An Oregon sheriff who lost a state legal battle to deny a concealed handgun license for a medical marijuana patient has decided to take his case to the U.S. Supreme Court.
Jackson County Sheriff Mike Winters has argued that issuing the license would violate federal law, specifically the Gun Control Act of 1968.
That argument was rejected by a trial court, the Oregon Court of Appeals and the Oregon Supreme Court in rulings that say state law on concealed handgun permits does not pre-empt federal law, the Mail Tribune reported Wednesday.
Cynthia Willis of Gold Hill acknowledged using medical marijuana when she filed her permit application with Winters in 2008, setting off the legal battle. She was issued a concealed handgun license after the sheriff lost in the Oregon Court of Appeals.
"I was hoping that it was over, but apparently it is not," Willis said. "I'm just so surprised that there would be a further use of tax dollars in this way."
So far, the case has cost the county $13,000 in outside legal fees plus the equivalent of $20,000 in time spent by the county's internal legal team.
Washington County, which lost a similar case, also has decided to appeal to the U.S. Supreme Court.
Ryan Kirchoff, an attorney for Jackson County, said the Gun Control Act is designed to keep guns out of the hands of people Congress considered potentially dangerous or irresponsible, such as those who use a controlled substance.
Because marijuana is a controlled substance, the county argues gun ownership would be barred under the Gun Control Act, he said.

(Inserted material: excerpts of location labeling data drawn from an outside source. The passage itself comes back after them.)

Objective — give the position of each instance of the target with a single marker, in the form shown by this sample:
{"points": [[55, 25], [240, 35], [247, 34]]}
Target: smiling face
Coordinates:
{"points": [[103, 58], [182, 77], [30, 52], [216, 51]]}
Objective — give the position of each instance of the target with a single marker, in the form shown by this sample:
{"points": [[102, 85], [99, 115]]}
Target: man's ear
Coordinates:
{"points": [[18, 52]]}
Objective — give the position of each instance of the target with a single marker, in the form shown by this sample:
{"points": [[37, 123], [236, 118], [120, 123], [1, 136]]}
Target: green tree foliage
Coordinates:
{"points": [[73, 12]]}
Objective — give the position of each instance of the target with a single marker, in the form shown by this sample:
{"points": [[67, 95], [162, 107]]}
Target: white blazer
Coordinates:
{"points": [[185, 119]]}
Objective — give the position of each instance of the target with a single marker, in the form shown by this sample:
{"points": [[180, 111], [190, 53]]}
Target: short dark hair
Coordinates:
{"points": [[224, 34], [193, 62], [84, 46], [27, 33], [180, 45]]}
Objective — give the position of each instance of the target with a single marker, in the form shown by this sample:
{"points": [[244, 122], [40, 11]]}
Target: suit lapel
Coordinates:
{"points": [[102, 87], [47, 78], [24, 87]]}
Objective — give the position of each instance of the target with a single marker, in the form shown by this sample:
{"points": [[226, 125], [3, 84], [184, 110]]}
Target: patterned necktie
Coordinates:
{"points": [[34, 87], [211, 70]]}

But the state statute concerning concealed weapons doesn't explicitly address it.
Leland Berger, who represents Willis, said judges in three different Oregon courts have already concluded that the federal law does not excuse sheriffs from issuing concealed weapons permits to people who hold medical marijuana cards and otherwise qualify.

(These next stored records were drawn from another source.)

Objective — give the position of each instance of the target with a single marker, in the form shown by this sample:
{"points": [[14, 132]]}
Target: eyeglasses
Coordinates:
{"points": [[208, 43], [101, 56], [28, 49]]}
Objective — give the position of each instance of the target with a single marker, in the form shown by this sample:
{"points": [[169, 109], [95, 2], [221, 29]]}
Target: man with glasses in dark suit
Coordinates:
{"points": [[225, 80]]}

"How many judges do we need to rule on this?" Berger said.
The petition Kirchoff filed with the U.S. Supreme Court makes a point of pressing for clarity in resolving conflicting state and federal laws.
"As this case demonstrates, the mounting constitutional and political tension between the states and the federal government over medical marijuana has expanded into the intersection of federal and state firearms regulation," the petition states.
But the likelihood a case will be taken under review is slim. Of the 10,000 cases sent to the U.S. Supreme Court in a given year, only about 200 are heard.